На этот провокационный вопрос мудрая женщина предпочла не отвечать.
– У него спокойный характер. Уверена, он станет вам отличным помощником.
– Да какой из этого спящего красавца помощник? – процедил Брут уже с дивана. Впрочем, дышать начал немного ровнее и оценивающе посмотрел на Лута.
Под этим взглядом Кусаев внезапно почувствовал, как его веки начинают тяжелеть, и через секунду снова отключился, успев уловить очередной, полный негодования, вопль хозяина.
Через полчаса приведенный в сознание Лут наблюдал, как сэр Бенедикт приглаживает и без того идеальные виски перед зеркалом.
– Ну, чего вы ждете, Кусаев? Или я сам должен сбегать за саквояжем, приготовить шляпу, очки и зонт, а перед выходом еще почистить вам башмаки? Давайте-давайте, вперед, как голодная чупакабра за стадом горных козочек!

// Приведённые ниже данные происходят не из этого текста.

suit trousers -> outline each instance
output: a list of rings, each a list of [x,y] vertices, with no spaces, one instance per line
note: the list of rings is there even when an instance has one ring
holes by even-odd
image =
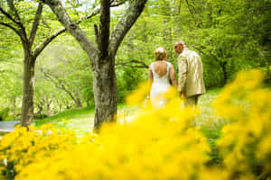
[[[199,101],[199,94],[196,95],[192,95],[190,97],[185,97],[184,98],[184,106],[193,106],[196,107],[198,104],[198,101]]]

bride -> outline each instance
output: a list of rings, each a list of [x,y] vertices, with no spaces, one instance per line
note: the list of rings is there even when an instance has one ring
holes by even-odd
[[[154,51],[155,62],[149,66],[148,79],[152,82],[150,99],[152,105],[156,108],[163,107],[166,100],[162,97],[170,87],[170,79],[174,86],[177,86],[173,66],[165,61],[167,52],[164,48],[158,48]]]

Про козочек Кусаев не совсем понял, но быстро сориентировался и нырнул в открытую дверь гостиной, где доктор оставил свой саквояж, затем кинулся в кабинет к специальной витрине, за которой еще раньше заметил целую выставку различных очков с разноцветными стеклами, от синих до неприлично розовых. Какие же выбрать? Тут Лутфи припомнил, что на хозяине, помимо черной, почти траурной одежды, надет еще и шейный платок в едва заметную красную крапинку, и, чувствуя себя тонким ценителем моды, вынул пару с красными стеклами в серебряной оправе.
Но криптозоолог почему-то не оценил его утонченного вкуса.
– Анфиса Ксаверьевна! – воззвал он к своей домовладелице, которая не без интереса следила за сборами. – Он еще и дня не провел в этом доме, а уже пытается совершить самоубийство таким изощренным способом!
– Принеси-ка лучше желтые, дружок, – мягко подсказала женщина. – От этих доктор звереет.
«Куда уж больше?!» – подумал Лутфи, но благоразумно смолчал.
– Как это очень по-русски: называть май сэйкрид рэйдж[21] этим грубым словом «звереет».
– Бенедикт, я уже три месяца наблюдаю за вашей так называемой священной яростью, и поверьте мне, слово «звереет» описывает ее как нельзя более точно.
– Ничего вы не понимаете…
В этот момент явился Лутфи вместе с очками радостного цыплячьего цвета (которые, оказавшись на носу у сэра Бенедикта, почему-то моментально превратили его в злую худую сову) и начал упаковывать своего нервного хозяина в сюртук, шляпу и уличные туфли.
– Ошейник не забудьте! – рявкнул криптозоолог, уже стоя в самых дверях.
Лутфи в панике огляделся и заметил на тумбочке ошейник, украшенный темными матовыми камнями и парочкой серебряных шипов. Схватил украшение, но что с ним делать, сразу не сообразил. Хозяин тем временем ждал, недобро постукивая зонтом по порогу. Молодой человек еще раз оценил весь экстравагантный наряд доктора, и его озарило. Кусаев решительно шагнул к сэру Бенедикту и попытался застегнуть ювелирное изделие у него на шее, за что тут же не слишком больно, но обидно получил зонтом по рукам.